Restore Our Future, the lead super PAC supporting Mitt Romney's presidential campaign, will hold donor meetings in Tampa during the convention. American Crossroads and Crossroads Grassroots Policy Strategies, two outside groups co-founded by the Republican strategists Karl Rove and Ed Gillespie, intend to hold meetings with donors as well, while Rove and top staffers participate in media events throughout the week.

While campaign finance laws prohibit super PACs from discussing their future plans and logistics with political campaigns, "There's nothing that would prohibit people from going to the convention," said Bob Biersack, a senior fellow at the Center for Responsive Politics, a Washington-based watchdog group that tracks political spending.

"What they couldn't do is coordinate with the party or the candidate on matters like what kinds of ads they're going to run or when they're going to do them or what kind of messages they will be sending for the rest of the campaign," Biersack said."Super PACs are generally staffed by professional operatives who know the rules against coordination and we go out of our way to make sure that we're following the letter and the spirit of the rules."

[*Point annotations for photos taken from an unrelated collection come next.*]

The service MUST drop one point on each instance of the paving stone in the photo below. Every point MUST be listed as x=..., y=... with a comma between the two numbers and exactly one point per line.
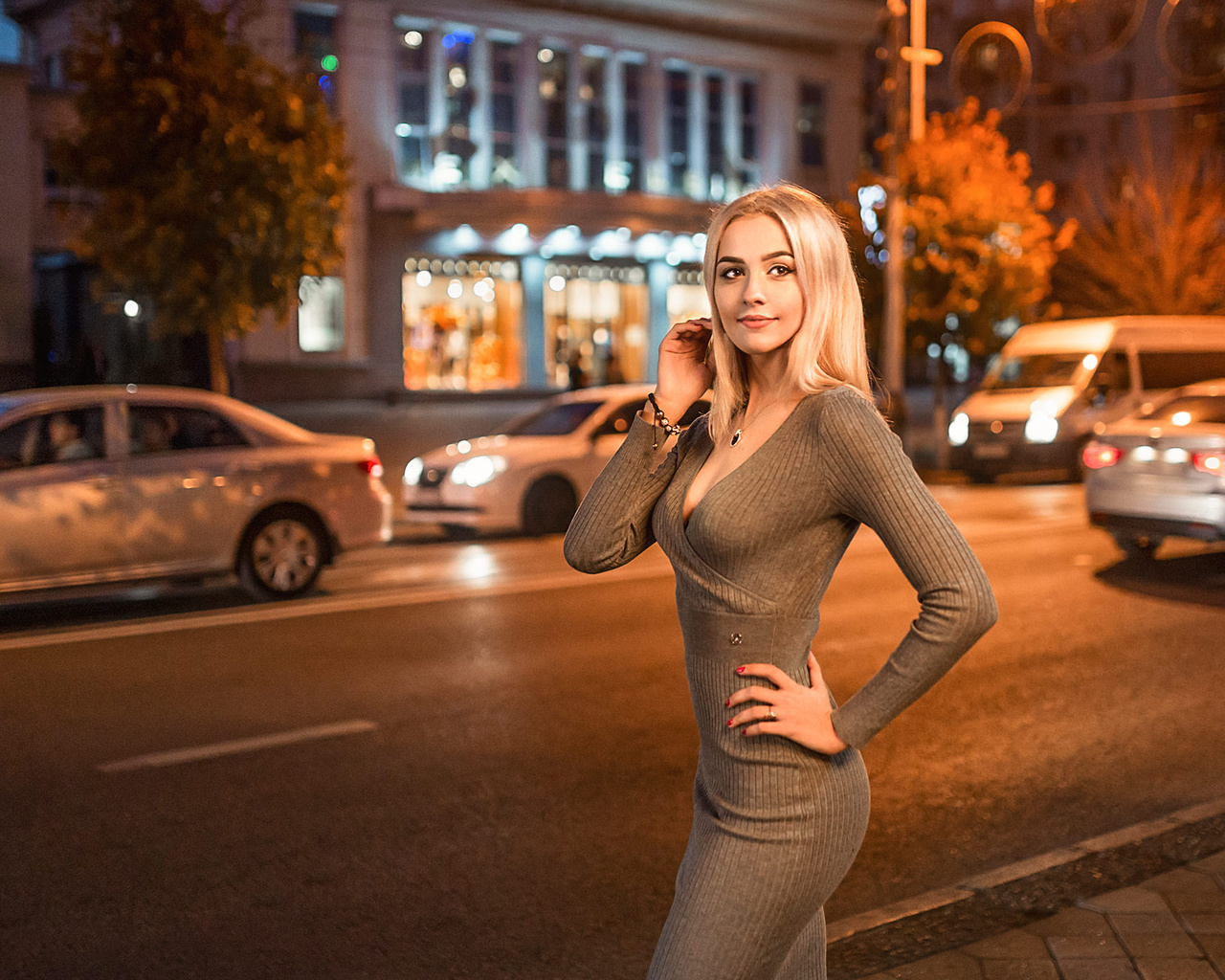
x=1214, y=865
x=940, y=967
x=1206, y=925
x=1182, y=968
x=1128, y=924
x=1197, y=903
x=1125, y=900
x=1072, y=923
x=1163, y=945
x=1081, y=947
x=1098, y=969
x=1019, y=969
x=1014, y=945
x=1181, y=880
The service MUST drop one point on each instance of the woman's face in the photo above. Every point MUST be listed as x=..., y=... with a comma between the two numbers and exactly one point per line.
x=756, y=289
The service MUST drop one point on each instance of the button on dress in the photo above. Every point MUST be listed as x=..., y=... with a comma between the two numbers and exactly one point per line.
x=777, y=826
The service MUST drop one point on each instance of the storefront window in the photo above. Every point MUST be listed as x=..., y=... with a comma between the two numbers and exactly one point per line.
x=320, y=314
x=686, y=296
x=462, y=323
x=595, y=323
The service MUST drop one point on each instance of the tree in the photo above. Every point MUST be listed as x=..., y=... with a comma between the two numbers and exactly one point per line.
x=979, y=246
x=1151, y=245
x=219, y=178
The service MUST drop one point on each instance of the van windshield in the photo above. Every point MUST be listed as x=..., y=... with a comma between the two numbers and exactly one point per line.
x=1033, y=371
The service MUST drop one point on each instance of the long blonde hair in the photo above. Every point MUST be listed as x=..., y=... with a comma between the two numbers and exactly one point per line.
x=830, y=348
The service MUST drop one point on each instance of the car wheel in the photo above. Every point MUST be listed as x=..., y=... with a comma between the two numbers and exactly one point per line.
x=549, y=506
x=458, y=532
x=282, y=554
x=1138, y=546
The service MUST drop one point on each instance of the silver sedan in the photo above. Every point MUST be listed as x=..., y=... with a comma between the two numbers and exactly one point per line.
x=112, y=484
x=1160, y=472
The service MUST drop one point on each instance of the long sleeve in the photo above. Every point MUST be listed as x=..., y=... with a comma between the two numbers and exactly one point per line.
x=612, y=523
x=873, y=481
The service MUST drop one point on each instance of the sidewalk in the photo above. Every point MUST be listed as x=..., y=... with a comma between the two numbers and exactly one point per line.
x=1156, y=926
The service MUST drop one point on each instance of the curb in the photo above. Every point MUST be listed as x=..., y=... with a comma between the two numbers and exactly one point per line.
x=1015, y=893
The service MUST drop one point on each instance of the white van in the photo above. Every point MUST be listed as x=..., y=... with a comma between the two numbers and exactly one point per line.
x=1054, y=383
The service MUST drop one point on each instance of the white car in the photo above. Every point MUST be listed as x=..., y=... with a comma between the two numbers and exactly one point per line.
x=1160, y=472
x=532, y=476
x=109, y=484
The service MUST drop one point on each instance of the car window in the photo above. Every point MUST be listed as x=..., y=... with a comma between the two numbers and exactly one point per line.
x=619, y=421
x=552, y=420
x=60, y=436
x=1190, y=410
x=1033, y=371
x=153, y=429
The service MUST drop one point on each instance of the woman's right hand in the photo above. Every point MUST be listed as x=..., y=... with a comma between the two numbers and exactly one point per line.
x=683, y=374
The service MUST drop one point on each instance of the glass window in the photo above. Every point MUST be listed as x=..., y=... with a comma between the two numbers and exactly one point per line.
x=153, y=429
x=1193, y=408
x=678, y=129
x=812, y=123
x=315, y=44
x=61, y=436
x=595, y=323
x=1172, y=368
x=505, y=70
x=320, y=314
x=554, y=420
x=462, y=323
x=631, y=83
x=452, y=165
x=412, y=127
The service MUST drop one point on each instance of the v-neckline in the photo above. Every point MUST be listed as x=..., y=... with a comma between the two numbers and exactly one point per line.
x=734, y=471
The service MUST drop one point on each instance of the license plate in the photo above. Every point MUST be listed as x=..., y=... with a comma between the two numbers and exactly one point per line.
x=990, y=450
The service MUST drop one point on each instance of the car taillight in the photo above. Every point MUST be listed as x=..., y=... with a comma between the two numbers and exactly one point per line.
x=1210, y=462
x=1099, y=455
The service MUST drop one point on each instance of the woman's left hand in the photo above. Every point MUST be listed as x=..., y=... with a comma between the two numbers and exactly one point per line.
x=791, y=709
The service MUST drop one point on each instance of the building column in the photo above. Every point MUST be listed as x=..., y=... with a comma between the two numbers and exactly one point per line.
x=532, y=282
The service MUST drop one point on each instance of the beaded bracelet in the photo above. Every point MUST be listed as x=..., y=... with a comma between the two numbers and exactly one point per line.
x=660, y=420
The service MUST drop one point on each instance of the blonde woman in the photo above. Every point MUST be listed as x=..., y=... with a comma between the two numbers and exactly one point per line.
x=755, y=505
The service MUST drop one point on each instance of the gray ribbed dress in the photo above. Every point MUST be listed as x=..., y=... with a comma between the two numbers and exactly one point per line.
x=775, y=826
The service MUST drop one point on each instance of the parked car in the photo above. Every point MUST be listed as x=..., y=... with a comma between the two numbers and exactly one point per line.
x=532, y=476
x=1160, y=472
x=1054, y=383
x=113, y=484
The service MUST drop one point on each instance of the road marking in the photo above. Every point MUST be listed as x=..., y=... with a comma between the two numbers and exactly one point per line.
x=178, y=756
x=388, y=598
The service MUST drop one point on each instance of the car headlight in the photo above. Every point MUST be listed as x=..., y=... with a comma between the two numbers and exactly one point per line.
x=477, y=471
x=959, y=429
x=1040, y=428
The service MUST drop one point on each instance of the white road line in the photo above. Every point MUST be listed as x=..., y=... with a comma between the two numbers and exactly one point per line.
x=178, y=756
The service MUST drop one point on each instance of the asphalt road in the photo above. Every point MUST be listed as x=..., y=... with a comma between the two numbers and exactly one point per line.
x=503, y=791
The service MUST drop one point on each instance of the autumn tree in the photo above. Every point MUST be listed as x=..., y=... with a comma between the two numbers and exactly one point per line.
x=979, y=248
x=1153, y=244
x=219, y=178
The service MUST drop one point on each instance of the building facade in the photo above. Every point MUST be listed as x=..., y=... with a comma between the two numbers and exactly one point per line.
x=530, y=180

Other organizations are holding events honoring the party's most prolific donors. Americans for Prosperity, a group that intends to spend as much as $27 million on television ads against President Barack Obama by September, will host a reception on behalf of its foundation chairman, David Koch, and Republican donor Art Pope. Meanwhile, the YG Network, a conservative issue-advocacy non-profit group founded by former aides to House Majority Leader Eric Cantor, will host a Women's Pavilion in honor of the wife of casino mogul Sheldon Adelson, who has donated millions of dollars to Republican causes this election cycle.

On the policy side, The American Action Network is planning to host a briefing that will feature talks from former Florida Gov. Jeb Bush and Florida Sen. Marco Rubio, as well as an appearance during the event by actress Rosario Dawson.

Although Democrats have not been as successful as Republicans in raising money through their super PAC and non-profit networks this election cycle, the Democratic National Convention in Charlotte promises to be full of similar events. Democratic strategists Paul Begala and Bill Burton plan to attend their party convention in Charlotte to raise money for Priorities USA Action, the lead super PAC supporting Obama.

Correction: This article original stated that the YG Network's Women's Pavilion was being hosted by the YG Action Fund.